So you may ask, what can a person “sniffing the network” find? Well for starters, it is really easy to gather usernames and passwords. Especially from POP email accounts. Most people who use email have an email client, such as (outlook, outlook express, thunderbird, or some other branded client like AOL or earthlink) Most of these clients user POP3 to communicate with the server to read your email. This all happens when you hit the Send/Receive email button. These clients that use POP3 may send your username, password, and messages in clear text. By default these programs as set to be easy to use and do not have the security features that are available turned on. So what does this mean? Well let’s look at a typical transaction from a user who is checking his or her mail. The open up Thunderbird (my email client of choice) at a coffee shop and hit send/receive while using the free wi-fi.

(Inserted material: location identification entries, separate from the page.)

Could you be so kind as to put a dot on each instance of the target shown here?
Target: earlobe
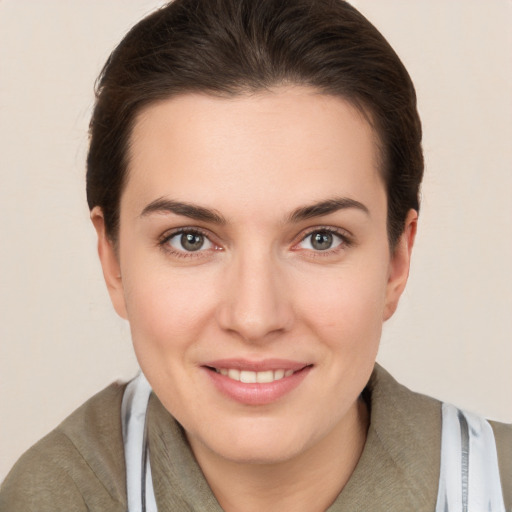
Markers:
(109, 263)
(400, 264)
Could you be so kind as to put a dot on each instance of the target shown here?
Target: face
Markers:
(253, 266)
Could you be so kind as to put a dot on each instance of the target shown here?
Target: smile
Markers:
(256, 383)
(251, 377)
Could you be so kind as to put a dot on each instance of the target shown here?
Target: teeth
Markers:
(234, 374)
(250, 377)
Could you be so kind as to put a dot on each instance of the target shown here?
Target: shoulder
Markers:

When they do they are sending information unsecured over that network, which happens to be a wi-fi network. Other users, which use the wi-fi also, have the abilty to overhear or sniff your information. The image below shows an Ethereal capture of my fake user called jvandenbon.
As you can see from the image, the username jvandenbon is sending his password of Alice623001 to his mail server. This happens each time he hits send and receive. Not only is the username and password readable, but so is the email. Below is a screen capture of an email I sent to that user. You can see from the capture that I read the email then deleted it.
Here is the actual information from that email inside ethereal:
Received: from ?192.168.1.107? ( [184.108.40.206])
by mx.gmail.com with ESMTP id j4sm126467nzd.2005.11.22.19.09.50;
Tue, 22 Nov 2005 19:09:50 -0800 (PST)
Message-ID: <4383[email protected]>
Date: Tue, 22 Nov 2005 22:09:04 -0500
User-Agent: Mozilla Thunderbird 1.0.6 (Windows/20050716)
X-Accept-Language: en-us, en
Subject: Are you reading my email
Content-Type: text/plain; charset=ISO-8859-1; format=flowed
you can read this message
So as you can see a default email client and POP3 account is not very secure. You are basically sending your userinformation and password for all to see if they know how. What is scary, is when you actually do sniff a network the amount of email usernames and passwords are actually sent. The day that I caught that kid at the coffee shop I saw about 10 username flying over the network.
At this point some people may be saying why do I care, it is just an email account? Well ask yourself, a few questions. Do you use that password for anything else, like your online bank site, or bill pay, or paypal, or even your gas or electric site? Do you use that email for any other accounts like paypal, ebay, or your bank site. Could someone use your email and password to ask your bank to reset your online bank password? These are all just food for thought.
Others are probably reading this and saying that the users should know how to secure their email account properly and use SSL / TLS over POP. I plan on helping people do that in my next post.
To keep this part 1 section going, let’s discuss what other information your machine may be telling people about you. So far we have seen that email; usernames, passwords, and messages can be viewed. Now I will show how online web email accounts can also be viewed. Though not as easy, online or web mail can also be seen over the network. This is only true when it is not used under SSL (https). Below is a picture of what a typical web mail login looks like. You can see the username jvandenbon and his password being sent over the network.
All the information I have talked about so far is from a user’s computer being sent out. This means you are initiating traffic, checking email, browsing web sites. But, what about your computer, does it answer questions about you when asked? It amazed me when I did a quick scan of the coffee shop wi-fi the other week. I saw 3 laptops that had network shares available on them. That means I was able to copy files off that machine.